The second organization working towards these objectives and a grantee of the project is Empower Pacific, which will undertake its activities in Lautoka and Kadavu. Empower Pacific will provide coordination support to a range of government ministries, NGOs, the Legal Aid Commission and the Fiji Police Force in their collaborative efforts to assist victims of sexual and gender-based violence. Further, the organization will provide counselling and social work services together with referral services for psychosocial support and child protection. In terms of counselling services, the organization will also offer specialized therapeutic counselling to survivors of sexual and gender-based violence. Empower Pacific will be engaged in numerous training and community awareness raising activities on various topics, including legal rights and services, sexual and gender-based violence and child protection.

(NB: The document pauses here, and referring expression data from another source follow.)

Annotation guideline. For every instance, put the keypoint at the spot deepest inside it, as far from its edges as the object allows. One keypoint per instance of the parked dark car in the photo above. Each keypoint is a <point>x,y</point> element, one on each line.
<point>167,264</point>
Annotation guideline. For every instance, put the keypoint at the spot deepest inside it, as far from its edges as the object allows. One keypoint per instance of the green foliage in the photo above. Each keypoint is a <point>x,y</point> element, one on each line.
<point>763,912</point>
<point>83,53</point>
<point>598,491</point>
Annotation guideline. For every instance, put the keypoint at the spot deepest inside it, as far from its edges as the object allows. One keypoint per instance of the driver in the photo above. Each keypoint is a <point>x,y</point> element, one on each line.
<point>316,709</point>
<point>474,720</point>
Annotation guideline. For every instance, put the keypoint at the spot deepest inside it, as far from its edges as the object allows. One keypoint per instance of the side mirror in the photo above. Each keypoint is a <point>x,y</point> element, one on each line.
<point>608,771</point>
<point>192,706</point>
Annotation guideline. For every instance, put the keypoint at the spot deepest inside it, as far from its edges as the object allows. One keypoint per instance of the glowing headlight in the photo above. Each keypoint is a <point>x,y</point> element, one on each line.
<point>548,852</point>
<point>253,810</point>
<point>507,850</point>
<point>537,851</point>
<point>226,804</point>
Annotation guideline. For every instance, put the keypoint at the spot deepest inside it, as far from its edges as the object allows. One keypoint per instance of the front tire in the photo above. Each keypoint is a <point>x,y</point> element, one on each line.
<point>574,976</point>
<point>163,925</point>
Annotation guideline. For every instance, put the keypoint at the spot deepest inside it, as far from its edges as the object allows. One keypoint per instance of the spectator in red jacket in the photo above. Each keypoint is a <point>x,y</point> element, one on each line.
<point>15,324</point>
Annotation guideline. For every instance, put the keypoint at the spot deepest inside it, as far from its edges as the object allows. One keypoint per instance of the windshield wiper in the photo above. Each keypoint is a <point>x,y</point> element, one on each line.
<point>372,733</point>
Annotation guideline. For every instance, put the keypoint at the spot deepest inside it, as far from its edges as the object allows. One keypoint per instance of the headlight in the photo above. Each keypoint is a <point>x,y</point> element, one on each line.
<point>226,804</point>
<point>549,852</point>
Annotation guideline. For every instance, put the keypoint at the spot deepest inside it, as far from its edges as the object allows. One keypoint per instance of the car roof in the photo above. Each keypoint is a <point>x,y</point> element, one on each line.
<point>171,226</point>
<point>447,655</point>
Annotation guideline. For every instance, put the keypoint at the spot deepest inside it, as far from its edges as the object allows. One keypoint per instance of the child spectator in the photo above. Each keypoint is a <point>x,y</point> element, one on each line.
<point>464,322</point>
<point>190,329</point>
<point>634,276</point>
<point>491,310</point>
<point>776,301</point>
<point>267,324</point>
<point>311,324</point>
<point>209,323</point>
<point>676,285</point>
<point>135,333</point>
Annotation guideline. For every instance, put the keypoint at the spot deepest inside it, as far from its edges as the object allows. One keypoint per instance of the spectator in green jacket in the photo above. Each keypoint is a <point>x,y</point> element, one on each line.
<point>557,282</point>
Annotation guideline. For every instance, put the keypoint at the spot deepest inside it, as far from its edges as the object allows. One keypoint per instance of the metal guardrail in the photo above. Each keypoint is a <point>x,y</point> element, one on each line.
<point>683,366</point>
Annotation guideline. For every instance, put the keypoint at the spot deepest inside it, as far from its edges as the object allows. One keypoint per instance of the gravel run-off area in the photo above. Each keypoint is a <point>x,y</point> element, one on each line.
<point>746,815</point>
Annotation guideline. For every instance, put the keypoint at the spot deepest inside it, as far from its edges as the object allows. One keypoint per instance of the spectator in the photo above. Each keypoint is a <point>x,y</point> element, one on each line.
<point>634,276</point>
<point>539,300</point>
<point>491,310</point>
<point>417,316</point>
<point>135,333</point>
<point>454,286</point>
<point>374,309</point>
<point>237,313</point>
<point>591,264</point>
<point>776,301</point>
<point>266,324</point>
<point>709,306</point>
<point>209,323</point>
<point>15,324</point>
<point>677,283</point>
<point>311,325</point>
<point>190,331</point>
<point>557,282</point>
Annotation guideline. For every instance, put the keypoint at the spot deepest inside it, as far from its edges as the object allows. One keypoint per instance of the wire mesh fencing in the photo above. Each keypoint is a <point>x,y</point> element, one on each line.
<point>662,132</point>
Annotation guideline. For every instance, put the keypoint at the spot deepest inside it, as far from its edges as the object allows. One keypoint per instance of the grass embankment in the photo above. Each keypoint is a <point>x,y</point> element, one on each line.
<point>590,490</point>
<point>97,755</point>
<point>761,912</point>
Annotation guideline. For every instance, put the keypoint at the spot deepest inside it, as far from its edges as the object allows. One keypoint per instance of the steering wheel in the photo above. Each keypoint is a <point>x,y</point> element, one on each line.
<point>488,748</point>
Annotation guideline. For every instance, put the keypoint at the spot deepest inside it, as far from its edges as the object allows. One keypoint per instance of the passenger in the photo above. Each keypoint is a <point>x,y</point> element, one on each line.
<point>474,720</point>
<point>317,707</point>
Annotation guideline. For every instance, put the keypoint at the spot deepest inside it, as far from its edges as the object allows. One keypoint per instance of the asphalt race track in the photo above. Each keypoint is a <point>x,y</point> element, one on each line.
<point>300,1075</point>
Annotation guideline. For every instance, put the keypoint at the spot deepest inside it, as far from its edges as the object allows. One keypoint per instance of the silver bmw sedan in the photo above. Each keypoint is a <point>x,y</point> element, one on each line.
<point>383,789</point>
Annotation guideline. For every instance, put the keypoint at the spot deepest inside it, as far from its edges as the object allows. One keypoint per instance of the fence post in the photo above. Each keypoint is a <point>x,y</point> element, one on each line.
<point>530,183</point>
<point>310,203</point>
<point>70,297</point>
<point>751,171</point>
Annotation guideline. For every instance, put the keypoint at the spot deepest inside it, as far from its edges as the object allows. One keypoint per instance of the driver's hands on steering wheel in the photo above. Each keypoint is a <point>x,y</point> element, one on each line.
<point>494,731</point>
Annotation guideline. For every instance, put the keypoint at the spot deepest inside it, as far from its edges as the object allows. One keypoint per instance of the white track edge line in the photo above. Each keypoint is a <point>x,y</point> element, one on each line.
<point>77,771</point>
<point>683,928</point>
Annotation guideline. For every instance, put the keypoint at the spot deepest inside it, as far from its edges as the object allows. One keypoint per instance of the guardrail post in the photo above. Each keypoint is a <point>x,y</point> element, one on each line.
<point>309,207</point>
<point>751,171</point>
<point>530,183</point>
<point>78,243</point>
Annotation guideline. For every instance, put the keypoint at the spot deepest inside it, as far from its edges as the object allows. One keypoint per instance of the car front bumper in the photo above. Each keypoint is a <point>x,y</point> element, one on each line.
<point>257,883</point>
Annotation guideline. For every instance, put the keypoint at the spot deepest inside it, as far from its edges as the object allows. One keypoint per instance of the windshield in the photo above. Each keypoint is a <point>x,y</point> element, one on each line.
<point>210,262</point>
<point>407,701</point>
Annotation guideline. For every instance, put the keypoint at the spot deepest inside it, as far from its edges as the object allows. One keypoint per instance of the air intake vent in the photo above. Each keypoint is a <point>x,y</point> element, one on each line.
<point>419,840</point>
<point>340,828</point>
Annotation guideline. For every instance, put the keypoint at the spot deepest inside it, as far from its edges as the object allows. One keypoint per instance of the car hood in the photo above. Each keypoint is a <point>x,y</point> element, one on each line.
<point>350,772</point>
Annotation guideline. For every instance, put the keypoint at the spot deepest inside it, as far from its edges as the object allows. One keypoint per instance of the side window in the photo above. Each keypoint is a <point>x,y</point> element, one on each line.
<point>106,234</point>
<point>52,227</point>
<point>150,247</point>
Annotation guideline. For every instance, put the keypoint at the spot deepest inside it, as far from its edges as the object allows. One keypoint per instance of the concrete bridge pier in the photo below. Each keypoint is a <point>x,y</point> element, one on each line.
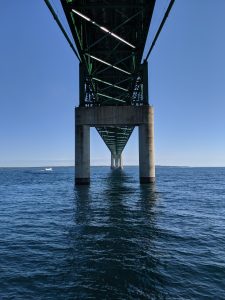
<point>146,150</point>
<point>112,162</point>
<point>82,154</point>
<point>142,116</point>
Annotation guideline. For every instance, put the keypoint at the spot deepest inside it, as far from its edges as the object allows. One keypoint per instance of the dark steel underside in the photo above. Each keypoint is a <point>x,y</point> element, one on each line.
<point>111,72</point>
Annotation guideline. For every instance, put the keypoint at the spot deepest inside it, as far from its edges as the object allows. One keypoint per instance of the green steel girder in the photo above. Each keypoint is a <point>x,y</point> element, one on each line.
<point>110,37</point>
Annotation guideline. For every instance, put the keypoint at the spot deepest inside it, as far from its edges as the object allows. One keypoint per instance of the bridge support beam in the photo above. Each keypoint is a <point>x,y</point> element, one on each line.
<point>82,151</point>
<point>146,150</point>
<point>112,161</point>
<point>142,116</point>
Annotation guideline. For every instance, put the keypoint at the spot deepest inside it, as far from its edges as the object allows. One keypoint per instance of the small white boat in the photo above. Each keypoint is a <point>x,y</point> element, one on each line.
<point>48,169</point>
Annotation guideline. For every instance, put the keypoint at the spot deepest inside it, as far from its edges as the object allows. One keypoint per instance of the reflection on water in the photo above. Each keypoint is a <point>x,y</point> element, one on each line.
<point>113,250</point>
<point>115,239</point>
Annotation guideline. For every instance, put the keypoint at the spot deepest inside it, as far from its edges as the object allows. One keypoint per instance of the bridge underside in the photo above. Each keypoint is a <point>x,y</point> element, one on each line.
<point>110,37</point>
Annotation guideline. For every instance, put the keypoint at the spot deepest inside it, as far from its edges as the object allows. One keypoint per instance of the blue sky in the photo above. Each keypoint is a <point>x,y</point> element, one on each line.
<point>39,88</point>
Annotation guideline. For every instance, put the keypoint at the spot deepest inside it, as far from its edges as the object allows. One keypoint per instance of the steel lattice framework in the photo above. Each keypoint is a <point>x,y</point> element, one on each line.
<point>110,37</point>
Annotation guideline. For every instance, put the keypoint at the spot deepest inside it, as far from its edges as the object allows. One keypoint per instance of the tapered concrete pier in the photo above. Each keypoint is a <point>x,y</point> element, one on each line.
<point>146,150</point>
<point>142,116</point>
<point>82,154</point>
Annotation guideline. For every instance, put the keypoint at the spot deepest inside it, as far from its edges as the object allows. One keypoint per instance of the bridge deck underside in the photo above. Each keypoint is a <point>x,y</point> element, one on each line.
<point>110,37</point>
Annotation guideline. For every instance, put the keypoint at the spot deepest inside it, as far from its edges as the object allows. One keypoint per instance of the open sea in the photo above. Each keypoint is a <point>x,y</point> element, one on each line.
<point>115,239</point>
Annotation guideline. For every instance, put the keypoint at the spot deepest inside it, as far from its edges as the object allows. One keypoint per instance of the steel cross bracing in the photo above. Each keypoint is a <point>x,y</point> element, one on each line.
<point>110,37</point>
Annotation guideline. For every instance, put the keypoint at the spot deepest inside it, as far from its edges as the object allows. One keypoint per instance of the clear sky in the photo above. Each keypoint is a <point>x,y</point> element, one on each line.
<point>39,88</point>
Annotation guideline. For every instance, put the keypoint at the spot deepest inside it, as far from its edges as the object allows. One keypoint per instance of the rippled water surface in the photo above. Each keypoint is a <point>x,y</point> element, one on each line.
<point>115,239</point>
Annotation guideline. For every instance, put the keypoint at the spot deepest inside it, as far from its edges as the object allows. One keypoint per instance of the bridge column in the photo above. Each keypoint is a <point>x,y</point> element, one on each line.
<point>112,161</point>
<point>146,149</point>
<point>82,154</point>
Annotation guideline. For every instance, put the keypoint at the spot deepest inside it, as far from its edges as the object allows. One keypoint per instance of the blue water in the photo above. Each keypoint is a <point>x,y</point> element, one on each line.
<point>115,239</point>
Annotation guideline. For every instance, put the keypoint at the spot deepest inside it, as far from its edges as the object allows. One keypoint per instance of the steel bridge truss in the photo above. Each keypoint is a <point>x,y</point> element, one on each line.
<point>110,37</point>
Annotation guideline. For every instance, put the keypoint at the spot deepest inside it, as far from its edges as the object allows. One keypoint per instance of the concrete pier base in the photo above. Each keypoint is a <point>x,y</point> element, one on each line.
<point>142,116</point>
<point>112,162</point>
<point>82,150</point>
<point>146,150</point>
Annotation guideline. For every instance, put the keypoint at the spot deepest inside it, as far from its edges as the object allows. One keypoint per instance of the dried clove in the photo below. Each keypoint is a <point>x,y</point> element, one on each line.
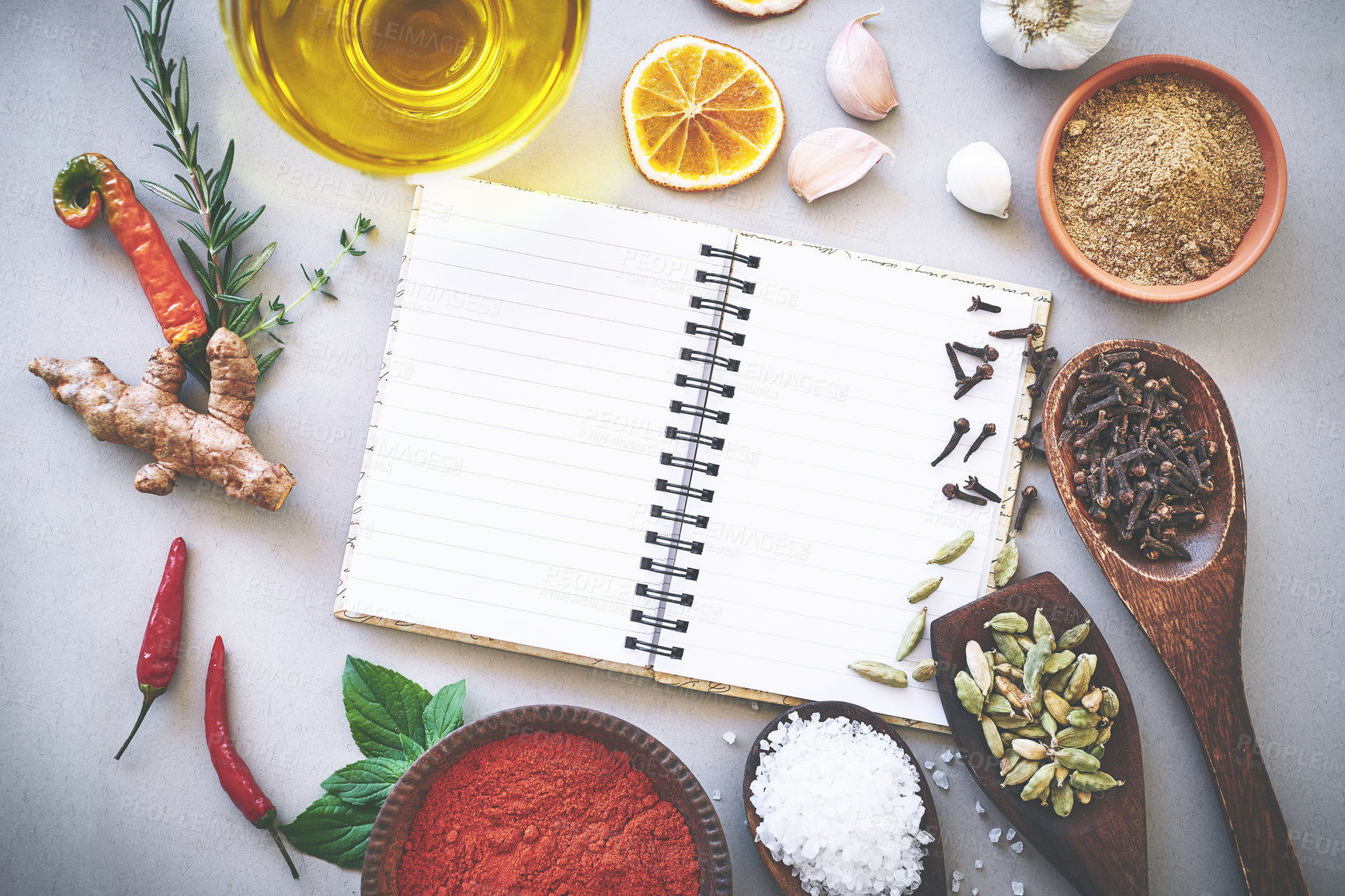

The final grantee today, Fiji Disabled People’s Federation, operating from Suva, will undertake outreach training on legal and human rights together with access to justice for people with disabilities. The training will include a component focused on practical methods of accessing justice and institutional mandates. The Federation will also engage in policy reform and advocacy, working towards improving facilities in justice institutions for people with disabilities.

We wish the three organizations all success in providing the support services and in working closely with the citizens and the formal justice institutions.  

Strengthening Civil Society Organizations’ role in society is critical to ensuring Fijians are supported in accessing justice, medical and counselling services throughout the country, given their unique expertise, their networks down to the grassroots level, and their advocacy role in policy making

 I also believe that increasing awareness on gender equality and support services for child abuse, sexual and gender-based violence and violence against women and girls, together with strengthening the integration of rights of persons with disabilities in accessing justice support services, is key to ensuring an inclusive, just and equitable development pathway and that no one is left behind.

Thank you Empower Pacific, Fiji Disabled People’s Federation and Medical Services Pacific for participating in and contributing to this initiative with us.

I would also like to thank the EU once again for your generous support and partnership which has made this programme possible and for our national partners and stakeholders for their vision and leadership of this important work.